1. Inspect your log home once a year.
A log home needs a visual inspection at least once a year. The sun’s UV rays break down the lignin in wood cells, weakening the fibers and causing cracks and weathering. You’ll want to check for signs of drying wood, aging, and any pests that might want to make your home a snug hideaway.
Be sure to watch out for these:
- Landscaping that’s too tall or too close to the home;
- Faded, discolored, or damaged finish to your logs;
- Stains or darker spots that may indicate mold or a fungus that uses living sapwood for nourishment;
- Green moss or algae;
- Damaged wood from hanging outdoor fixtures, such as a hook for a garden hose;
- Mud tubes from termites;
- Sawdust, pinholes, or frass from carpenter ants
- Gaps between the logs that allow water, air, bugs, mice, or bats to infiltrate; and
- Upward-facing cracks — called checks — in your logs (although part of the natural drying process, checks that aren’t sealed can trap water and cause rot)
2. Wash the exterior of your log home with a gentle soap.
Regular cleaning of your log home exterior can prevent the need for future repairs. Plus, if your stain needs refreshing or a topcoat, it’s better to start with a surface that’s clean of dirt, pollen, spider webs, bird droppings, mold, and other grime.
Even new wood needs cleaning and conditioning because of mill glaze, a glossy type of film that develops on milled lumber, or from being out in the elements. Start at the bottom of an area where you can work for 20 to 30 minutes at a time and gently apply the suds with a long-handled soft-bristle brush or broom, letting the soap do the work.
Then rinse from the top down with a low-pressure garden hose or a pressure washer with a low-pressure nozzle. A washer with 2,500 to 3,000 PSI with an output of two to three gallons per minute and a 15-degree fan-tip nozzle is recommended.
3. Remove stains, mold, and mildew.
Log cabins are prone to mold and mildew growth, especially without good air circulation around the exterior. One way to remove stains and restore the wood to its natural color is with a biodegradable percarbonate-based cleaner, after you wash your logs. An alternative for removing mold or mildew is this mixture:
- 1 cup trisodium phosphate or detergent without ammonia
- 1 quart of household bleach
- 3 quarts of warm water
Wear goggles and rubber gloves and apply the solution to the affected area with a hand-pump garden sprayer. Allow it to set for 5-10 minutes, then pressure rinse thoroughly with clean water. Chlorine left on wood will damage any coatings applied over it.
4. How to test whether your cabin needs a new topcoat.
Check the condition of your stain, preferably after rainfall or after you’ve washed the home’s exterior. Does any water bead or sheet away? If so, the stain or topcoat is in good shape. If the water darkens the wood, the topcoat is likely gone.
Once the house is dry, check if it needs stain or topcoat by using masking tape. Apply a piece to one of the logs, make sure it’s stuck firm, and then pull it off. If you notice about 40% to 50% of the tape covered with finish, then you need to re-stain, Murdock says.
5. Tips for effective staining
- Before applying any stain or topcoat, test it first in a small area (such as two square feet) because the color will change after it dries.
The Log Home Store recommends different types of stains. Each requires different prep and application methods and drying time to reach its true color. - Mix stain or topcoat every 15 to 20 minutes, preferably with a tool such as a mixing paddle for your drill to ensure even coverage.
To keep color coats consistent as you use up containers, “box” the containers throughout the application. In other words, when you have about one-quarter left in the first container, open the next and pour one-quarter of the new container into the old one. Continue with the mixed stain, then repeat. - Always work where there’s a natural break, such as on one wall at a time, and move completely across an entire log.

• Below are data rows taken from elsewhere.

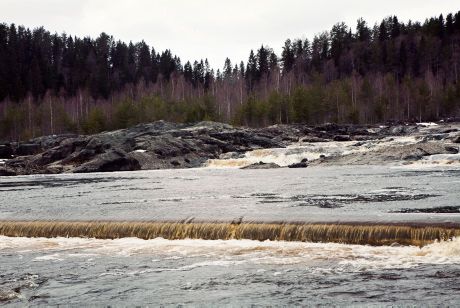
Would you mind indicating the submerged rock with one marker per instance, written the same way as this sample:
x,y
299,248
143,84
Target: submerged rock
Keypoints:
x,y
26,149
299,165
342,138
456,139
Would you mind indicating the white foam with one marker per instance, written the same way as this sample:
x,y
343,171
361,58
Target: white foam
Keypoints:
x,y
234,252
311,151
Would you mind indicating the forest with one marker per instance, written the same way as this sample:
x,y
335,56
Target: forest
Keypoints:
x,y
391,71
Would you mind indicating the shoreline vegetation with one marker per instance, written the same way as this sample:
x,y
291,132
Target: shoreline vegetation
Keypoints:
x,y
53,84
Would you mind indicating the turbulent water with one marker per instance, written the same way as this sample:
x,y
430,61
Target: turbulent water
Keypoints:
x,y
42,271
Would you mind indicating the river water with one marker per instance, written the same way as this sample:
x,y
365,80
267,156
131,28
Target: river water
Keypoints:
x,y
39,271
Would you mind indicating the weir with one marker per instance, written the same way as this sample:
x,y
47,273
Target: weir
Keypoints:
x,y
362,234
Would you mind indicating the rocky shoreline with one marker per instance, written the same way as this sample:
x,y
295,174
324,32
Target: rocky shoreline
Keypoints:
x,y
164,145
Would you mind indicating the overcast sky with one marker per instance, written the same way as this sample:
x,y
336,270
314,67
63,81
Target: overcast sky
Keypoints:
x,y
213,29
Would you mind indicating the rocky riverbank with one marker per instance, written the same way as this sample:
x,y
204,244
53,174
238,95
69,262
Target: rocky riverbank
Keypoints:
x,y
164,145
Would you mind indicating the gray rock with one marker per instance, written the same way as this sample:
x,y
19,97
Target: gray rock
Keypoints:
x,y
451,150
26,149
456,139
6,151
299,165
313,139
7,172
342,138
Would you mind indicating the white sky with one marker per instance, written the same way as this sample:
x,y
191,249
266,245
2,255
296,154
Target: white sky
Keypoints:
x,y
213,29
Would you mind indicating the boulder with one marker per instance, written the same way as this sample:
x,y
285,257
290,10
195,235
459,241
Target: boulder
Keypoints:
x,y
456,139
313,139
262,165
7,172
26,149
418,154
451,150
342,138
299,165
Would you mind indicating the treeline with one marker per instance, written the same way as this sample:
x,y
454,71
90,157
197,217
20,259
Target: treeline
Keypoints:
x,y
51,83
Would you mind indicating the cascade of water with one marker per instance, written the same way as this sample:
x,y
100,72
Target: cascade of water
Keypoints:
x,y
371,234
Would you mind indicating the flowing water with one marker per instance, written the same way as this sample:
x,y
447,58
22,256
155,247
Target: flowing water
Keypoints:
x,y
235,207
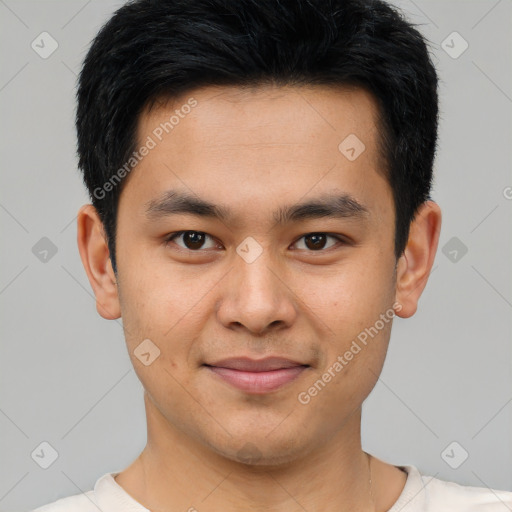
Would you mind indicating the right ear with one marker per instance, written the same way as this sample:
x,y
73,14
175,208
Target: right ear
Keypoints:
x,y
93,247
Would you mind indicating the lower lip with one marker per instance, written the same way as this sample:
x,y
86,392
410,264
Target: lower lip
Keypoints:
x,y
258,382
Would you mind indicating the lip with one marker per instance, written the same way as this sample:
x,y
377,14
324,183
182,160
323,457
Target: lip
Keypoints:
x,y
257,376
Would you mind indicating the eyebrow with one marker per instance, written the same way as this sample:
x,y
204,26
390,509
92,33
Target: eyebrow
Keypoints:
x,y
175,202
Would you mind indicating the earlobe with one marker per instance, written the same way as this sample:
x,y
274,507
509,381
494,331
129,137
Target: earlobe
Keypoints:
x,y
95,256
415,264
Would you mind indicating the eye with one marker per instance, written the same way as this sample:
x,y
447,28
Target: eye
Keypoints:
x,y
191,240
318,241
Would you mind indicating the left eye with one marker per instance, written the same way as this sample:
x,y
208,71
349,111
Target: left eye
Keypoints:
x,y
196,240
317,241
192,240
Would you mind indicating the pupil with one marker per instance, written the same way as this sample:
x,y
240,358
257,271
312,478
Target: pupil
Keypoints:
x,y
318,241
193,239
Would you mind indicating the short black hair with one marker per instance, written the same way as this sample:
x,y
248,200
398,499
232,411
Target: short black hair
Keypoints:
x,y
153,49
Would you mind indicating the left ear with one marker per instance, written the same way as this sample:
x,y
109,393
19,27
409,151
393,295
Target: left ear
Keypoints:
x,y
415,264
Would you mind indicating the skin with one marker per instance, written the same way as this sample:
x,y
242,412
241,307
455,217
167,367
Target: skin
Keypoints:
x,y
254,151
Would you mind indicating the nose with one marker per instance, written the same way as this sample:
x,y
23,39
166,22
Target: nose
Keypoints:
x,y
256,297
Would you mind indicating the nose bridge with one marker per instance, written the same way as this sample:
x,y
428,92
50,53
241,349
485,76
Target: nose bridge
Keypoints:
x,y
255,296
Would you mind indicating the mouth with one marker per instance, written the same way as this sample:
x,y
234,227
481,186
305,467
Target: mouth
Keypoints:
x,y
257,376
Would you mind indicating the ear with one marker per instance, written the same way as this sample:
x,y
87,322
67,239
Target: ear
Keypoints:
x,y
92,244
415,264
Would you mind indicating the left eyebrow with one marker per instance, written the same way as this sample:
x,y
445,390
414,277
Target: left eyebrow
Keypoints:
x,y
175,202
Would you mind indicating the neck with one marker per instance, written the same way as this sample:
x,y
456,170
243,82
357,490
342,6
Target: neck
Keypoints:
x,y
177,472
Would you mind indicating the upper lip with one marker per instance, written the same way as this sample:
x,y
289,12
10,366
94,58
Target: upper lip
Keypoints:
x,y
256,365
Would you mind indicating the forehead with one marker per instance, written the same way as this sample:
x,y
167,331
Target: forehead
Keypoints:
x,y
232,144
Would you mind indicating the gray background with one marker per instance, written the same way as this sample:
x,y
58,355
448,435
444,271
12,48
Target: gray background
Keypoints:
x,y
65,375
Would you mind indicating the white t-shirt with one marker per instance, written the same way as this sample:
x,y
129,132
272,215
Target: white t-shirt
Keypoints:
x,y
420,494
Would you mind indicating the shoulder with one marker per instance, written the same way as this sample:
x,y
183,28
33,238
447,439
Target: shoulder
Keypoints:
x,y
89,501
424,493
78,503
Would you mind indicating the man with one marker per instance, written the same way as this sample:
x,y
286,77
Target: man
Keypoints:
x,y
260,176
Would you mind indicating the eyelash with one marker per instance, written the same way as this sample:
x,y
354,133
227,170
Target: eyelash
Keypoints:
x,y
170,238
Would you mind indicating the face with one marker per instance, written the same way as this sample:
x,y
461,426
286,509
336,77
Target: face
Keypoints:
x,y
292,258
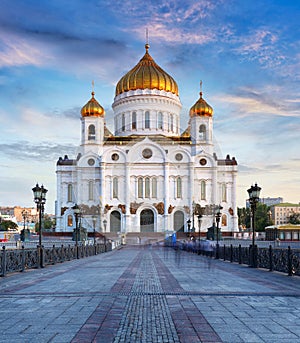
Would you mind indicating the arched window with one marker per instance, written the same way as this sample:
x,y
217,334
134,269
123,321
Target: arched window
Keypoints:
x,y
92,132
133,122
203,190
178,187
115,187
70,192
140,187
202,132
91,190
147,187
147,120
70,220
224,192
224,220
160,121
123,122
154,187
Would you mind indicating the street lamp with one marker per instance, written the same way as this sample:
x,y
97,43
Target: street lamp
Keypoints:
x,y
218,217
253,192
104,224
25,216
199,223
189,225
94,219
39,194
193,218
76,211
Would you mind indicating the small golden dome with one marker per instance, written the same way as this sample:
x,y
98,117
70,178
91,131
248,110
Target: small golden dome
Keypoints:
x,y
92,108
201,108
147,75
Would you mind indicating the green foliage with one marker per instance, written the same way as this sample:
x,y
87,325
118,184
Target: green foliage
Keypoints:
x,y
8,224
294,218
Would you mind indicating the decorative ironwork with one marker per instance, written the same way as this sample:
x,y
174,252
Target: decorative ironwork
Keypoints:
x,y
21,259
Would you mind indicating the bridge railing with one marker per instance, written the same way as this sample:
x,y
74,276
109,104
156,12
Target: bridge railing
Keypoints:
x,y
18,260
285,260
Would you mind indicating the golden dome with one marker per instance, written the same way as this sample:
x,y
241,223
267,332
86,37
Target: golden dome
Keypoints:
x,y
147,75
92,108
201,108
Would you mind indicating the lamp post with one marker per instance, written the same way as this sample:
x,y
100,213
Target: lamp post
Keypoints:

Use an airless sprayer, such as the Wagner Twin Stroke Piston Pump. If you ask a friend to brush behind you with a soft brush until the stain is thin, you’ll have no lap marks, Murdock advises. If you’re using a ladder for high places, skip that log where the ladder touches and do the rest of the wall first, Murdock adds. Once the rest of the wall dries, go back and stain or coat the log where the ladder was to avoid any ladder marks or unevenness.

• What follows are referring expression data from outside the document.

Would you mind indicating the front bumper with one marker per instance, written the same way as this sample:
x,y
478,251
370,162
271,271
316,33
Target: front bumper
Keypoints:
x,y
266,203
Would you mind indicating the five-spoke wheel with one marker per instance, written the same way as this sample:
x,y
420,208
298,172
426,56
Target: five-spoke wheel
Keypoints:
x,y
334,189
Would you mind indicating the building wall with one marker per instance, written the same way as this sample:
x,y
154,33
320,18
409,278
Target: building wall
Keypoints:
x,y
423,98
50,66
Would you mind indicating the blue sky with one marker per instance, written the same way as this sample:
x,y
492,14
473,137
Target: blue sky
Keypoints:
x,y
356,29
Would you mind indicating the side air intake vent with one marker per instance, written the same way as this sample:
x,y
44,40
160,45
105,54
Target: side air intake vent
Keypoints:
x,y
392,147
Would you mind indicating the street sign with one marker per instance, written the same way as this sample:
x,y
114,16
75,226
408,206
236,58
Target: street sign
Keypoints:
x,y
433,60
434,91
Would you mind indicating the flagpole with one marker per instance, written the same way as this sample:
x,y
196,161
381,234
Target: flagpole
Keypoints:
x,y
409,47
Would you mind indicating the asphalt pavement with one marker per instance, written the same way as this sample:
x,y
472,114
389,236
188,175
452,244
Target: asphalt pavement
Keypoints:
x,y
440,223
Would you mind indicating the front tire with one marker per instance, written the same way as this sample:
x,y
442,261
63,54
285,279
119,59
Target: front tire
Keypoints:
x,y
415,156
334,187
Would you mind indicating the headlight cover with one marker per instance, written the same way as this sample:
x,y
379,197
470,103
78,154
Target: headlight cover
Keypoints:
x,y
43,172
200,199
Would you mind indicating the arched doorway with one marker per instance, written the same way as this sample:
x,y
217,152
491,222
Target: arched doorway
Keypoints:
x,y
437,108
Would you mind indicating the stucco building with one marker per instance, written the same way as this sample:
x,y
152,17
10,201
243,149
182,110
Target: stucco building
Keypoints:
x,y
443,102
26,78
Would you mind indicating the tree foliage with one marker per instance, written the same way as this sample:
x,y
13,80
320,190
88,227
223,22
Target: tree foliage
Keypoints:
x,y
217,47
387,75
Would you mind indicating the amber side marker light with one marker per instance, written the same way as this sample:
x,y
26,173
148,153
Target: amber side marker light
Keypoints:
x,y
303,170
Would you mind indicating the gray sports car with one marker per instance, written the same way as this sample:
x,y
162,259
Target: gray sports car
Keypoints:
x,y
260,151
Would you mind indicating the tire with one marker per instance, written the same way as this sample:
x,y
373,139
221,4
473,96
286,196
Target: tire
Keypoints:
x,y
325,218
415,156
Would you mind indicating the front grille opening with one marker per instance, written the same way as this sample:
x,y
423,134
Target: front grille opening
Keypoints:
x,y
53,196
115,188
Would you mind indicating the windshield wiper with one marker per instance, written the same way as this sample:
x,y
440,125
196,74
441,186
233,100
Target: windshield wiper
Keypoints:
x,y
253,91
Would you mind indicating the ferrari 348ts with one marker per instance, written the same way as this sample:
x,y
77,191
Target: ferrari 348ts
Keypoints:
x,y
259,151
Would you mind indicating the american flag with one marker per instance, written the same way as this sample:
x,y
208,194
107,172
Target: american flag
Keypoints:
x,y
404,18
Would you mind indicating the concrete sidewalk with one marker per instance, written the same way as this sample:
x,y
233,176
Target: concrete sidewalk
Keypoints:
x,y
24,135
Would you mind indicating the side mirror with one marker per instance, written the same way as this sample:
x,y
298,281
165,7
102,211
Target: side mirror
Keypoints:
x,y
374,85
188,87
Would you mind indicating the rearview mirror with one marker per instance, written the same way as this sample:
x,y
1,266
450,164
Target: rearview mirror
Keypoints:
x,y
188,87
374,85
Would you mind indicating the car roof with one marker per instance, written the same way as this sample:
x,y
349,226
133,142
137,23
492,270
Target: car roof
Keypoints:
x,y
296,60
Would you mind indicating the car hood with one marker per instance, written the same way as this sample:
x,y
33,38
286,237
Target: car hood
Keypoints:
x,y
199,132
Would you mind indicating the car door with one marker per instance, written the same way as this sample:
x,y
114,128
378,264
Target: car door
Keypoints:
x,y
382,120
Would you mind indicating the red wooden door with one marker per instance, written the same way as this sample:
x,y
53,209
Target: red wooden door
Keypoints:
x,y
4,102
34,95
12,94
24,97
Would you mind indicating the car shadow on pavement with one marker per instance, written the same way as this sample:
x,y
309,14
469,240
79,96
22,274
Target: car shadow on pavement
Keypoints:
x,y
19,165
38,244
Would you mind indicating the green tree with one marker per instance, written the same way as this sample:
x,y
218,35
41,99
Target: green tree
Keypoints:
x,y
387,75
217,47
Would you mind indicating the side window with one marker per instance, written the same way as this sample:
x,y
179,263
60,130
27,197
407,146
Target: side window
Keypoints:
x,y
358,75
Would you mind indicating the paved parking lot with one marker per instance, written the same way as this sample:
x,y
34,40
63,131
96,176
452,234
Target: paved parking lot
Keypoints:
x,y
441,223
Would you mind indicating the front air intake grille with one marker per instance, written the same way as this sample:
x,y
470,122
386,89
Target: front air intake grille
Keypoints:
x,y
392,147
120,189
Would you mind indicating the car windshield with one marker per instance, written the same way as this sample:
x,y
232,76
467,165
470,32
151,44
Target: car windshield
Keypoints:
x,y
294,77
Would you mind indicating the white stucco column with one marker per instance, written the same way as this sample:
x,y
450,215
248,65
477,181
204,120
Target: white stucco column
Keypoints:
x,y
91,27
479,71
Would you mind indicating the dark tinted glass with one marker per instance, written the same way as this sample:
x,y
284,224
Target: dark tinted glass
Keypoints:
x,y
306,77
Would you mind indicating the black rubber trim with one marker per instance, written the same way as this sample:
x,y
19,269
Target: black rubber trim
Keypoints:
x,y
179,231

6. Be diligent about pest control
With any wood-based home, catching pests in time can stop excessive decay. Long-horned beetles, carpenter bees, and termites love log homes, but bed bugs, flies, borers, spiders, squirrels, chipmunks, and even woodpeckers also can leave their mark.
If you treat your log home with borate — a natural chemical compound of oxygen and boron — you likely don’t need to inspect the wood as often for signs of pests.
Listen for any strange noises from beneath the floor, on the ceiling, or inside the walls. Depending on the size and level of infestation, you can fumigate a cabin on your own, but if you find this difficult, schedule an inspection and treatment with a professional exterminator.
Seal and fix cracks and openings to keep pests at bay. In addition, cover all food and tuck it away in the fridge or other storage containers, just like when you’re camping. Clean all garbage bins regularly to remove any food scents that can attract bugs or small animals.